Polar Research: Tracking Climate Processes

The polar regions are the climatic chambers of the Earth. Exchanges between ocean, ice and atmosphere provide important information on climate changes. Mathematical models for a reliable interpretation of the data are still lacking. Research in the Arctic and Antarctic is therefore of major importance for our understanding of the climate.
The polar regions of our planet play an important role in climate processes. By different processes, the greenhouse gas carbon dioxide is extracted from the atmosphere and transported into great depths in the seas of the polar and sub-polar regions. These processes have not yet been fully understood scientifically. It is, for example, unclear whether the CO2 processing plankton algae are "fertilized" by man-made CO2 emissions or damaged by stronger ultraviolet rays caused by the hole in the ozone layer above the polar caps. It is therefore impossible to determine whether their contribution to this natural relief system is growing or decreasing.

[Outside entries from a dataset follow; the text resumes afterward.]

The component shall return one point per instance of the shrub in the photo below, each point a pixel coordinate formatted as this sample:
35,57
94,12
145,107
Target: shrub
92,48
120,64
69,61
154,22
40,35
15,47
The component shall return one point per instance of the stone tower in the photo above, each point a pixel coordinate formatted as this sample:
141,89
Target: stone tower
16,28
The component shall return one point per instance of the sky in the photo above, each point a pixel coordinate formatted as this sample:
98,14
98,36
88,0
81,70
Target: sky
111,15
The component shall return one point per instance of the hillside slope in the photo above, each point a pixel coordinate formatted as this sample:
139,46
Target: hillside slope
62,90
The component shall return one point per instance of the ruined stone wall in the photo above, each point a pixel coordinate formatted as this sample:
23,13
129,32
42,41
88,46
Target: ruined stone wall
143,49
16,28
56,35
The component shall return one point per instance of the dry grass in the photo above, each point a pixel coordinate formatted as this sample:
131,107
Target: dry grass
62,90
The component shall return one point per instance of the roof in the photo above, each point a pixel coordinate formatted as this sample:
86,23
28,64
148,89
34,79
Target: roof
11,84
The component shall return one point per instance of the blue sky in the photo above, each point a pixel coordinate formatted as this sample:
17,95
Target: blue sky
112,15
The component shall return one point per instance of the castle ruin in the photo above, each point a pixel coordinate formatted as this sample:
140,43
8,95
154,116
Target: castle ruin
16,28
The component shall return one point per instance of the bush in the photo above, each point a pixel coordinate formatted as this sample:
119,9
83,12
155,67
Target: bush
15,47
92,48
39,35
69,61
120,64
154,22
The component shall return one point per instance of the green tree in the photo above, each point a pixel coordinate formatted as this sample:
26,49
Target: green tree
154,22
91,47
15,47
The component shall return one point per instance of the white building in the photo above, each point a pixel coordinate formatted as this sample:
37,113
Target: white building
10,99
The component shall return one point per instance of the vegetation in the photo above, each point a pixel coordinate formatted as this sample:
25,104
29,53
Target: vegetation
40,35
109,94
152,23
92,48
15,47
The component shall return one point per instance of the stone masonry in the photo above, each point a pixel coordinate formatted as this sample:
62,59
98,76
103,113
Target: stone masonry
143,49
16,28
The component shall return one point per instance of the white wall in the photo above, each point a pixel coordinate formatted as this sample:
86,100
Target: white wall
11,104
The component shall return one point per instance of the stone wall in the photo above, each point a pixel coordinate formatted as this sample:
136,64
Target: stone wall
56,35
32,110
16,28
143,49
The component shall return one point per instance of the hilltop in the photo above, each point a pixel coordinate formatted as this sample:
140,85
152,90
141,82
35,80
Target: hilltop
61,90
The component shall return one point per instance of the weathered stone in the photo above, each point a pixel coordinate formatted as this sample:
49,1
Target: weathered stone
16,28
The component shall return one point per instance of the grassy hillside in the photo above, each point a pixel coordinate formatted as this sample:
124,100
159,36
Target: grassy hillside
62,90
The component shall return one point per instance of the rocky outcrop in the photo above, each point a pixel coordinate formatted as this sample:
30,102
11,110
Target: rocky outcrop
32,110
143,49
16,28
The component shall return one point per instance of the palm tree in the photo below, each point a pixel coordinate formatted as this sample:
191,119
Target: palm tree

This is only one of the questions to which polar research is to provide an answer. Increased research efforts are to identify the interrelations between ocean, ice and atmosphere and to better describe them mathematically. Measurements for model calculations on exchange processes on the interfaces between sea, atmosphere and ice are particularly important. Only better data and models enable interpretations on sediment and ice samples of deep drillings in the polar regions. Due to the drillings we have a unique climate archive of the polar regions. But the interpretation of the measurement results is currently insufficient for reliable statements on cause and effect of climate changes in the history of the Earth. The BMBF supports Antarctic research with over 50 million euro annually.

New Station in the Antarctic

The BMBF is now financing the new polar station Neumayer III in the Antarctic. 30 million euro are earmarked for the 3,300 square metre structure made of environmentally compatible materials until its completion in 2008. The station is to provide researchers with an opportunity of collecting geoscientific, meteorological and biological data from the polar region.

The polar station is run by the Alfred Wegener Institute (AWI). The AWI is financed 90 percent by the BMBF and operates, for German polar research, the research icebreaker "Polarstern", one of the most powerful polar research vessels of the world, in addition to the polar stations in the Arctic on Spitzbergen and in the Antarctic.